Are you sure you don’t want me to focus on brisket tacos or tricks for avoiding the line at Franklin Barbecue? Alright, alright, alright.
The Atlantic Council’s long-running “Cyber 9/12” cyber policy competition is a tremendous learning experience for students. I’m sure many readers will know all about it already, but just in case not: The basic idea is that dozens of four-person teams of students from around the country, reflecting all sorts of different degree programs, compete in judged rounds offering policy recommendations in response to a rapidly-evolving set of fictional cybersecurity crises. Students receive a packet of realistic-looking documents in advance to support their opening-round written submissions, they then appear in person to answer questions from the judges, and then the cycle repeats (with increasingly dire fictional developments) as some teams progress to further rounds.

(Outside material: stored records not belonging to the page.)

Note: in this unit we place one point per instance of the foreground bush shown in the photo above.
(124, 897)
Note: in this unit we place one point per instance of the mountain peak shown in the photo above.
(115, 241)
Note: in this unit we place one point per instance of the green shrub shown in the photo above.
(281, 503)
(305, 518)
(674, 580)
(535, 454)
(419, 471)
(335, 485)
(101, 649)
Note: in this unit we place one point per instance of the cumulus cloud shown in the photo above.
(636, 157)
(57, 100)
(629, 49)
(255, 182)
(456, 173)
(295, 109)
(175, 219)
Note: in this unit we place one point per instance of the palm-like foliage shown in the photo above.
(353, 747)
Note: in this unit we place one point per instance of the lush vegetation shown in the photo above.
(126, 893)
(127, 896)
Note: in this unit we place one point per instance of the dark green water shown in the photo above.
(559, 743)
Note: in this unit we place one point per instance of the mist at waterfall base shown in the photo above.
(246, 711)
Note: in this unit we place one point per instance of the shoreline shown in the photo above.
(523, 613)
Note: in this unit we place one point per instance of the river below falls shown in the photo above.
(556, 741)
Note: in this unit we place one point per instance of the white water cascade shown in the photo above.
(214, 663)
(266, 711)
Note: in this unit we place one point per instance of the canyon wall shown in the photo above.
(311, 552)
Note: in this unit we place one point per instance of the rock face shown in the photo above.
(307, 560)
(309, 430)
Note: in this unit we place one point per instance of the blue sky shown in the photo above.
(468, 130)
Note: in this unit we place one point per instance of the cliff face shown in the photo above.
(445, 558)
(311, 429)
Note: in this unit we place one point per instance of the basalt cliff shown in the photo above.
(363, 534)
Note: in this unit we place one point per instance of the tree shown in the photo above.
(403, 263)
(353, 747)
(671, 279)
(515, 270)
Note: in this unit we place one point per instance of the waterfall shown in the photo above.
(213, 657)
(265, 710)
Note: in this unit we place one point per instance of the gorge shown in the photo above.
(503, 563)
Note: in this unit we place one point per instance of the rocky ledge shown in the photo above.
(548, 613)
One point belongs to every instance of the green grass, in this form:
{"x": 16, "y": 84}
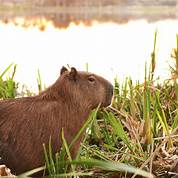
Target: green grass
{"x": 137, "y": 135}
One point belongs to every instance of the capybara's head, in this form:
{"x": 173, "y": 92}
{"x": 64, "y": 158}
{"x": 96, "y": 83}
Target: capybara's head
{"x": 84, "y": 88}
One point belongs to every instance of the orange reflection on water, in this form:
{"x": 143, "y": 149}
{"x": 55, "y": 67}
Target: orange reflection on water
{"x": 110, "y": 49}
{"x": 38, "y": 22}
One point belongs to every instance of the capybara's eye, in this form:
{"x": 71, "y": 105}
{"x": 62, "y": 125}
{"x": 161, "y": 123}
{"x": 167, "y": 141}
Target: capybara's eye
{"x": 91, "y": 79}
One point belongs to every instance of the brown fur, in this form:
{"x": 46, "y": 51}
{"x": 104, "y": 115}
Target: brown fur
{"x": 26, "y": 123}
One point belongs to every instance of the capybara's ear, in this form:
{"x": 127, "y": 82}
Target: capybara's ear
{"x": 73, "y": 74}
{"x": 63, "y": 69}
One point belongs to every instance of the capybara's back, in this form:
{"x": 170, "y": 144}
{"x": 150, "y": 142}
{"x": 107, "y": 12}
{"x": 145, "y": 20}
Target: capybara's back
{"x": 26, "y": 123}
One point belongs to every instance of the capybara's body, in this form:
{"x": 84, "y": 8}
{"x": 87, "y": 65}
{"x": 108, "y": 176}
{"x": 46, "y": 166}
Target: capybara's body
{"x": 26, "y": 123}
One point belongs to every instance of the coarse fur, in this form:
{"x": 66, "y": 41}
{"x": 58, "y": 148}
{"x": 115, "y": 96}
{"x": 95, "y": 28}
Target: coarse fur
{"x": 26, "y": 123}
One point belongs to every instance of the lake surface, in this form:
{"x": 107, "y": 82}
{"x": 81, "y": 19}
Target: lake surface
{"x": 110, "y": 48}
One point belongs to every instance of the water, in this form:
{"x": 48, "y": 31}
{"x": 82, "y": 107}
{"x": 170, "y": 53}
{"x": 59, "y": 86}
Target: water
{"x": 109, "y": 47}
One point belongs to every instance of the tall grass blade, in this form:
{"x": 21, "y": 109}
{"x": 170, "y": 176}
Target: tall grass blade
{"x": 113, "y": 166}
{"x": 119, "y": 130}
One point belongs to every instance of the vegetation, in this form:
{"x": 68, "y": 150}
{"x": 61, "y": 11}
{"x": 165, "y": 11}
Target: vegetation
{"x": 137, "y": 135}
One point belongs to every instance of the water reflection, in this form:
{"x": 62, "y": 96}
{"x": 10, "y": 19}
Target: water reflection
{"x": 61, "y": 18}
{"x": 110, "y": 49}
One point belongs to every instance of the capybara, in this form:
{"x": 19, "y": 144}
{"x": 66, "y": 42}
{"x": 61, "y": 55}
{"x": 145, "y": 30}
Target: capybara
{"x": 28, "y": 122}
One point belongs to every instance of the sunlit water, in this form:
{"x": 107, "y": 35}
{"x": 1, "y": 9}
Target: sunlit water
{"x": 110, "y": 49}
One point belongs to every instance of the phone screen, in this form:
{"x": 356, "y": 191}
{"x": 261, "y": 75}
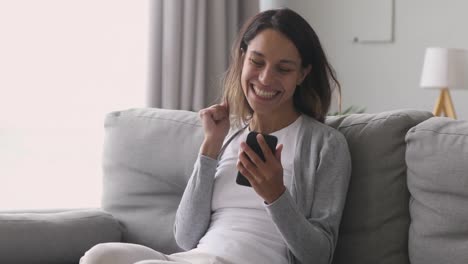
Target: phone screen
{"x": 253, "y": 144}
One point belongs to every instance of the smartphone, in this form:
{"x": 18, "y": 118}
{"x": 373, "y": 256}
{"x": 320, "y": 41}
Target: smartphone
{"x": 253, "y": 144}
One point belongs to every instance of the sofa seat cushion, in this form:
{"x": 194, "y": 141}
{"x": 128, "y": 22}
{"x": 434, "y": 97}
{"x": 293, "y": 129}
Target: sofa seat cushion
{"x": 60, "y": 237}
{"x": 437, "y": 157}
{"x": 374, "y": 227}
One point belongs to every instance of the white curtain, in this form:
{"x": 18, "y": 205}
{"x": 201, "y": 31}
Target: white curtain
{"x": 190, "y": 49}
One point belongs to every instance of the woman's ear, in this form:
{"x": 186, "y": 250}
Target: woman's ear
{"x": 304, "y": 72}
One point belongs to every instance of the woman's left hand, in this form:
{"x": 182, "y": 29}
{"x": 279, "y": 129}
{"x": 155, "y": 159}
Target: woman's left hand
{"x": 266, "y": 177}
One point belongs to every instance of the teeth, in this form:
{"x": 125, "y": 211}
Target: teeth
{"x": 264, "y": 94}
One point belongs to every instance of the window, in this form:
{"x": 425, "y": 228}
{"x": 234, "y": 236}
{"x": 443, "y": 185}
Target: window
{"x": 63, "y": 66}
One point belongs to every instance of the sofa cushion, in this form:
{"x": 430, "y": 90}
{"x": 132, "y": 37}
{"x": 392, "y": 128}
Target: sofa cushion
{"x": 437, "y": 157}
{"x": 374, "y": 227}
{"x": 148, "y": 158}
{"x": 54, "y": 237}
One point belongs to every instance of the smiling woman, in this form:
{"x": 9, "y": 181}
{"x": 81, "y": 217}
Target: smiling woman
{"x": 64, "y": 64}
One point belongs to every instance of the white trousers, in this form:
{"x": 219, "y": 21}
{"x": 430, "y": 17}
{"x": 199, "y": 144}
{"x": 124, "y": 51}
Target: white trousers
{"x": 124, "y": 253}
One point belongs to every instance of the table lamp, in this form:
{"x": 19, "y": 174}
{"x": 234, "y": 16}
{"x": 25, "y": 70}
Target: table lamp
{"x": 445, "y": 69}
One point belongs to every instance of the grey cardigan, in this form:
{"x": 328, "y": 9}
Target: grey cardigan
{"x": 307, "y": 215}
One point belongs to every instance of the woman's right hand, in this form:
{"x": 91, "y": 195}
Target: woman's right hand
{"x": 215, "y": 121}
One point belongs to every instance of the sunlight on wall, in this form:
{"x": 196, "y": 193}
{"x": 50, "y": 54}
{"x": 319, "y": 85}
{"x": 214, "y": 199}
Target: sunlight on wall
{"x": 63, "y": 66}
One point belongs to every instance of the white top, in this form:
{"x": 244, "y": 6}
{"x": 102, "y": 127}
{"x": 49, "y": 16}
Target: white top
{"x": 240, "y": 230}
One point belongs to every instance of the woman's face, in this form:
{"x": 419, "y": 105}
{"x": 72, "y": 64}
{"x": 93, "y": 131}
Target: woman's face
{"x": 270, "y": 72}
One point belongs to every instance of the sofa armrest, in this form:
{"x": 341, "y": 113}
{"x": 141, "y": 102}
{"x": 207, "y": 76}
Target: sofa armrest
{"x": 54, "y": 237}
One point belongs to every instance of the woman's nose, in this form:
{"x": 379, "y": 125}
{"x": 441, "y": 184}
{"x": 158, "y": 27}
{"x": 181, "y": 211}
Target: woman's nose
{"x": 266, "y": 76}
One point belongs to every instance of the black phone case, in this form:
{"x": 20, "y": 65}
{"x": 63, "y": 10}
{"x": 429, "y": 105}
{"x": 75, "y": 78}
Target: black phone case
{"x": 253, "y": 144}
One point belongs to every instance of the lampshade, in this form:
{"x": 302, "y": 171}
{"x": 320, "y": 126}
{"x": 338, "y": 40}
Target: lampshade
{"x": 445, "y": 68}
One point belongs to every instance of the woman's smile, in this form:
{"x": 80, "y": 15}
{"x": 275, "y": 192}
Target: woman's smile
{"x": 263, "y": 94}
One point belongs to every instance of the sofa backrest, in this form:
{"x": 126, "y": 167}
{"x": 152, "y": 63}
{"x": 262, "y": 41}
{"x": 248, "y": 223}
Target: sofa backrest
{"x": 149, "y": 155}
{"x": 147, "y": 160}
{"x": 437, "y": 157}
{"x": 374, "y": 227}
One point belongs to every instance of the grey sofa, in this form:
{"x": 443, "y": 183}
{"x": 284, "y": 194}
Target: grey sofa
{"x": 407, "y": 200}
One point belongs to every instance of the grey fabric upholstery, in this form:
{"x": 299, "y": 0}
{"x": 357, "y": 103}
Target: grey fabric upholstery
{"x": 148, "y": 158}
{"x": 62, "y": 237}
{"x": 374, "y": 227}
{"x": 437, "y": 157}
{"x": 149, "y": 155}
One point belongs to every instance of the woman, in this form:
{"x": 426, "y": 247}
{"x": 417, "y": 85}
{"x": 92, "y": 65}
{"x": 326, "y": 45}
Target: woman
{"x": 279, "y": 83}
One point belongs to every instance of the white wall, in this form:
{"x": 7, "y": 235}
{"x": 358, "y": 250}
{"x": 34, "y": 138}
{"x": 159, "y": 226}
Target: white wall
{"x": 63, "y": 65}
{"x": 386, "y": 76}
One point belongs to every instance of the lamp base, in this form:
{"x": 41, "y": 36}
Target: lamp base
{"x": 444, "y": 105}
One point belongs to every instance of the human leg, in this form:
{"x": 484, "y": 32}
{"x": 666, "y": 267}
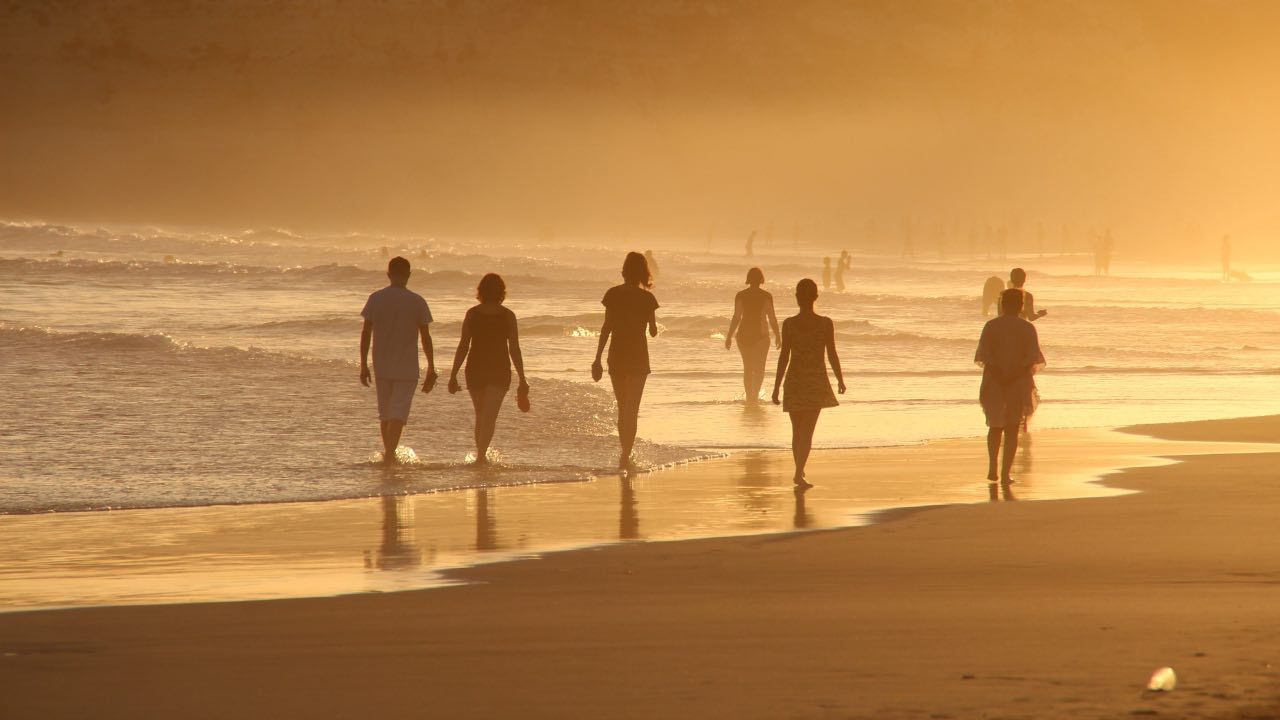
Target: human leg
{"x": 993, "y": 436}
{"x": 394, "y": 399}
{"x": 627, "y": 390}
{"x": 487, "y": 418}
{"x": 803, "y": 423}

My center had been supporting teams going to DC for this competition, and it was clear that they were learning a huge amount from it—and enjoying it immensely. Unfortunately, not everyone who might be interested could make the trip, and even those who did often lamented that they would love to have had a version of that experience more than once. And so we eventually talked to our Atlantic Council friends about the possibility of hosting an “Austin Regional,” here at UT. In no time at all, we had an agreement in place, and it’s been a great success every January since.
Part of what makes any UT-based event unique, of course, is Austin’s trademark combination of great food, great hospitality, great music, and great weather (even in January … or perhaps I should say, especially in January). Another part is the intensive hands-on support from the Strauss Center’s amazing staff team, who specialize in making sure things never fall through the cracks and in making sure everyone feels warmly welcomed. And in part, it’s the wonderful cohort of judges and special guests we’ve been able to involve. I won’t soon forget the fantastic social-engineering training session that Rachel Tobac gave during a break between rounds last year, or the keynote from Chris Krebs.

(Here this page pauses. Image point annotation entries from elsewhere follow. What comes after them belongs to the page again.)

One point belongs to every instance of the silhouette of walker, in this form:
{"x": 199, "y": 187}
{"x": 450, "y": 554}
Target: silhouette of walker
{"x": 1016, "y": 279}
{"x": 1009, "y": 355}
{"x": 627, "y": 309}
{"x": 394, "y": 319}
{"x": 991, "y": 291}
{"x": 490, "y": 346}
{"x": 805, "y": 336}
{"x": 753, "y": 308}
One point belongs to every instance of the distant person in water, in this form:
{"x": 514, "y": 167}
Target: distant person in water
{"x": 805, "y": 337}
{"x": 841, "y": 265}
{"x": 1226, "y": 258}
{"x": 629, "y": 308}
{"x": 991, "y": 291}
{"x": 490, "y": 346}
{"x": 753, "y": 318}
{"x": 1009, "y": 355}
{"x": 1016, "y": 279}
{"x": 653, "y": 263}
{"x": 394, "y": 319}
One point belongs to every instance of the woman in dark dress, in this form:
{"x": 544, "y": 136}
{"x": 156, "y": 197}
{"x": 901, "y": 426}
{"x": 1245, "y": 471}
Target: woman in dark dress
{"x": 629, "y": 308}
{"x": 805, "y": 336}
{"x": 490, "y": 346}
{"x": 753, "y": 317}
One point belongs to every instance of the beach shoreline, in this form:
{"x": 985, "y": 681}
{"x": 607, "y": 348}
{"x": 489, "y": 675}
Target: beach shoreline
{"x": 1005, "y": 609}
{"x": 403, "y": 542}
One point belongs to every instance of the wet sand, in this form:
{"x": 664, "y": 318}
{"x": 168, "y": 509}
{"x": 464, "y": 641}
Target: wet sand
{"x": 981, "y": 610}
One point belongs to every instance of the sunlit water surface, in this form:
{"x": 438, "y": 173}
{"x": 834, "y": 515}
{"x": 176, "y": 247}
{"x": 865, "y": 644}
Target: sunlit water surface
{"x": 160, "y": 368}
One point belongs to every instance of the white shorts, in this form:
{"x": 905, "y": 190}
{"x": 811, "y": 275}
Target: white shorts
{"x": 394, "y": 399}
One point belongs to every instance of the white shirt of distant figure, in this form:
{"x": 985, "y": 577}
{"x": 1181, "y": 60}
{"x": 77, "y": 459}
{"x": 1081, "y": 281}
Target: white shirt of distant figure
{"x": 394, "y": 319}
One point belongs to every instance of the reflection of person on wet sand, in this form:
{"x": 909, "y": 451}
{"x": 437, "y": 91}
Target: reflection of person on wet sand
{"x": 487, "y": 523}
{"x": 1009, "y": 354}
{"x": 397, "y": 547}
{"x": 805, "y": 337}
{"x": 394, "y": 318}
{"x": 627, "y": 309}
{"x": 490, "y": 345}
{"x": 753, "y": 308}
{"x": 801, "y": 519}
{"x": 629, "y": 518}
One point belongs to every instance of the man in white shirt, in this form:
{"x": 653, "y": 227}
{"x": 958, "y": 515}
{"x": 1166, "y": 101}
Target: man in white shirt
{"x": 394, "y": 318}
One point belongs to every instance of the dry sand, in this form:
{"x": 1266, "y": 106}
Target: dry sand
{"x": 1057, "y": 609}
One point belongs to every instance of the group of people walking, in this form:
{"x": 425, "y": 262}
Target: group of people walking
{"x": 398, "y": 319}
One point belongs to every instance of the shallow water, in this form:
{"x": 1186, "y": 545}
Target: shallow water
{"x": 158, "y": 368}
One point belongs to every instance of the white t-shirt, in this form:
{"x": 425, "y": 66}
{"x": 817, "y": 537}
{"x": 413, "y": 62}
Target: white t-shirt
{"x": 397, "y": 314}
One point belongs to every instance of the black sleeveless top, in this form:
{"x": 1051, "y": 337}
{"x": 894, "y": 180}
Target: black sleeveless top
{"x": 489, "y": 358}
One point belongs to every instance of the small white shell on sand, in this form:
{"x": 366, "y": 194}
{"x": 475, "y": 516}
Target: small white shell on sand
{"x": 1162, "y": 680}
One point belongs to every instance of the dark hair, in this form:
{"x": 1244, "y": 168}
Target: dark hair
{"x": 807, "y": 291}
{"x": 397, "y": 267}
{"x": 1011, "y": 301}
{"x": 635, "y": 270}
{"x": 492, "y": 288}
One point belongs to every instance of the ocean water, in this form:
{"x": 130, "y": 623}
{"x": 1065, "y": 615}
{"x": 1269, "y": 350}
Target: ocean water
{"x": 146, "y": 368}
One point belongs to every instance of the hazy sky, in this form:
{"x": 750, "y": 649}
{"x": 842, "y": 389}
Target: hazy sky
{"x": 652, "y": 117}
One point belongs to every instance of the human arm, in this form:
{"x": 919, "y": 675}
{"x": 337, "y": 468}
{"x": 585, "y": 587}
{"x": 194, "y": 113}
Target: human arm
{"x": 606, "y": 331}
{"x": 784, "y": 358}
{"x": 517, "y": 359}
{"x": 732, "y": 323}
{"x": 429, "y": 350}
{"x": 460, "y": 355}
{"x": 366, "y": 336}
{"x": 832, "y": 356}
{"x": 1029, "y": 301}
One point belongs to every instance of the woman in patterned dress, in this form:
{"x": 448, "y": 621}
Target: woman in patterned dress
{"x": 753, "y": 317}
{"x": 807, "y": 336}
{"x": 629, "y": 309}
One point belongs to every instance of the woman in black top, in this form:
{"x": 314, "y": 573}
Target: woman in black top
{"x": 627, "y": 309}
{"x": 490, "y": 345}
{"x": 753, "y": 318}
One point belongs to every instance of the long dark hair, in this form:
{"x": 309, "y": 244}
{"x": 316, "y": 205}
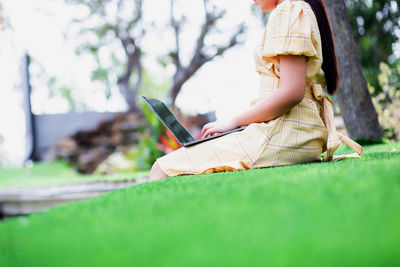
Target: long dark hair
{"x": 330, "y": 64}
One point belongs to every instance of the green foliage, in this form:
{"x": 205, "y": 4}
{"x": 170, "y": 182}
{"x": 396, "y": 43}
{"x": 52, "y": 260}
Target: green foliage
{"x": 3, "y": 159}
{"x": 342, "y": 213}
{"x": 375, "y": 26}
{"x": 387, "y": 100}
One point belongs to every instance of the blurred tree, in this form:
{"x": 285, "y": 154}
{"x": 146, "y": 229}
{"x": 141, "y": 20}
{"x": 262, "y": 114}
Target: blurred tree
{"x": 376, "y": 29}
{"x": 111, "y": 20}
{"x": 353, "y": 96}
{"x": 202, "y": 52}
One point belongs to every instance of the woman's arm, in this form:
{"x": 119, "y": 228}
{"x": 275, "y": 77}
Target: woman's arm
{"x": 289, "y": 94}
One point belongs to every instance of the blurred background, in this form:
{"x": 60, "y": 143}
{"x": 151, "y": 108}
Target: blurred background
{"x": 72, "y": 72}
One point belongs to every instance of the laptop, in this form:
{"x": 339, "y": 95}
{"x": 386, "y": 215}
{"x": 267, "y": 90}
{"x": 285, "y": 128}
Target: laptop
{"x": 170, "y": 121}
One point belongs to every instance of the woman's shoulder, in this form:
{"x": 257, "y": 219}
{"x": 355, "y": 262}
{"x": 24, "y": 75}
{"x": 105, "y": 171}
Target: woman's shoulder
{"x": 289, "y": 10}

Finally, it feels like a missed opportunity not to include some frivolity in this Q&A, as you and your co-host Steve Vladeck do at the end of each episode of your National Security Law Podcast. So: favorite Star Trek episode (any series), and why?
Did you know that Steve and I once did a live performance of the show for a U.S. Intelligence Community gathering, and for frivolity, we simply posed the question: Star Wars or Star Trek? There was a moment of silence, then mayhem in the auditorium as the debate flared through the room. Happily, it appears our Intelligence Community is heterodox on this important subject!

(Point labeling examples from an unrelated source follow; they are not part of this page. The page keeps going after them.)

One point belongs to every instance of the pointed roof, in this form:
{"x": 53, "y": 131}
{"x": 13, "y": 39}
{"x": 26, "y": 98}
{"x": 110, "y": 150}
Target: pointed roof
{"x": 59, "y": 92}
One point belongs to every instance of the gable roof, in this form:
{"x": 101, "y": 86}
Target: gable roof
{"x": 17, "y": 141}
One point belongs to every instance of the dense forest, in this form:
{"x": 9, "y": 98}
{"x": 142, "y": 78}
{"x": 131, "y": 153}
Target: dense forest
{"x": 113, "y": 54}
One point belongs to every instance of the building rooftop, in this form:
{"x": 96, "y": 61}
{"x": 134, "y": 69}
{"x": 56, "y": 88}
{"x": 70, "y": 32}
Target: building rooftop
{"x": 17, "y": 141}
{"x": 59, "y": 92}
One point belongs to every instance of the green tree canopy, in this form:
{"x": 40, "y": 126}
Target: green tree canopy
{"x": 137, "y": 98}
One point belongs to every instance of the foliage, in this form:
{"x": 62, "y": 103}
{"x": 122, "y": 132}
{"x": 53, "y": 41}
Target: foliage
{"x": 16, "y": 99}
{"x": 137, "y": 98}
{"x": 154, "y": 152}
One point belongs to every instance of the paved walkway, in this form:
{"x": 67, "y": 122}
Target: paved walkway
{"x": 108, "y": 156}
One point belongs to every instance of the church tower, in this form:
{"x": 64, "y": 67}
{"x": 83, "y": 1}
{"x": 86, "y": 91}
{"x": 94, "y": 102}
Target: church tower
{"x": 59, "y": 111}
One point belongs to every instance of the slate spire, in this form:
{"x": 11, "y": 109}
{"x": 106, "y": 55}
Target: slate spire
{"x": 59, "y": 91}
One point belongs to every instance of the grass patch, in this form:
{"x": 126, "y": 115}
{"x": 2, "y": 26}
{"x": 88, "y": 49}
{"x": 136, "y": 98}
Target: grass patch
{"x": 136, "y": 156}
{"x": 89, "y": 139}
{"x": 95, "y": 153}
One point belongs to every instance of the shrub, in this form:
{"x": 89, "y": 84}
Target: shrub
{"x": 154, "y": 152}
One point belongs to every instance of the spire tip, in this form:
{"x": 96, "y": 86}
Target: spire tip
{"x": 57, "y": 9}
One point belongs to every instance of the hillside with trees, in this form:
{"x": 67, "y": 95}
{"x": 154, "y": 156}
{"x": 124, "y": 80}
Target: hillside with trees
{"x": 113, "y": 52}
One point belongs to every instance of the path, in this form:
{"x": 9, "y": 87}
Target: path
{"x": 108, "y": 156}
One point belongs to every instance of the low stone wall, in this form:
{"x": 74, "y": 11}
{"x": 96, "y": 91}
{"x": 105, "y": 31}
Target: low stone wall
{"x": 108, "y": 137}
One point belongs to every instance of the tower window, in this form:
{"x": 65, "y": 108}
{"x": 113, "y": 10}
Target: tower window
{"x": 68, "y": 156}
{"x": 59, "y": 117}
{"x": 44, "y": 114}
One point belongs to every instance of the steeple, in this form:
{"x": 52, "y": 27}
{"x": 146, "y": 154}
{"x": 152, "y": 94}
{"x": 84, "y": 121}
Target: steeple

*Your* question has the same potential for starting a brawl, so I’ll open by saying that there’s no best episode, but rather just a great many brilliant ones. And I’ll cheat a bit by narrowing my focus to STTNG. That doesn’t help me much, I have to admit, but picking from among a bunch of Next Generation favorites I’ll somewhat arbitrarily go with … The Inner Light (named for a George Harrison-written Beatles song!). I could give a recap, but I don’t want to deprive anyone of the joy of how the story unfolds. I’ll just say that it is a lovely and well-told tale. Might make you want to learn a few songs on a flute!